Un ennesimo sorriso, questa volta pieno di riconoscenza, piegò le labbra di Jimin.

"Mi faresti un grandissimo favore"

Kai gli sorrise e, facendo il giro della grande scrivania, si accomodò sulla sedia affianco a quella del rosato.
Iniziò a parlare, spiegando con cura ogni argomento di quella complessa materia, districandosi abilmente fra le diverse tematiche e caratteristiche.

E Jimin lo ascoltava lasciandosi cullare da quella voce calda e malleabile. Fuori il frinire dei grilli tipici dei giorni al confine fra primavera ed estate, i giochi di luce fra cielo e sole, e la testa di Jimin libera, dimentica di ogni pensiero.

°°°

Yoongi sedeva su una panchina calciando di tanto in tanto qualche sassolino incastratosi fra le sue scarpe. I palmi erano poggiati sul ferro freddo verniciato di verde, gli occhi fissi sulla via incorniciata da piccole pietre grigie.
I muscoli delle braccia e delle gambe erano ormai intorpiditi a causa del lungo lasso di tempo che aveva speso immobile, quasi fosse un idolo di pietra, in quella posizione.

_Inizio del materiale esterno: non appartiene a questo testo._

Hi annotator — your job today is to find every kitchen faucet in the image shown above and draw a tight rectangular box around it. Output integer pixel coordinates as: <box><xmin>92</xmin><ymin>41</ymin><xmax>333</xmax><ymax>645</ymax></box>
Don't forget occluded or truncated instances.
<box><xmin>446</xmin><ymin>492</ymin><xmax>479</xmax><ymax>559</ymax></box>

Il cielo era ormai quasi completamente colorato di un vivido blu notte.
Appena visibili all'orizzonte gli ultimi morenti raggi di sole che, disperatamente, cercavano di aggrapparsi al suolo.

E di Jimin ancora nessuna traccia.

Aveva provato a chiamarlo o a mandargli dei messaggi, ma di quei graziosi fili rosati, ammucchiati sempre in una massa disordinata, nessuna traccia.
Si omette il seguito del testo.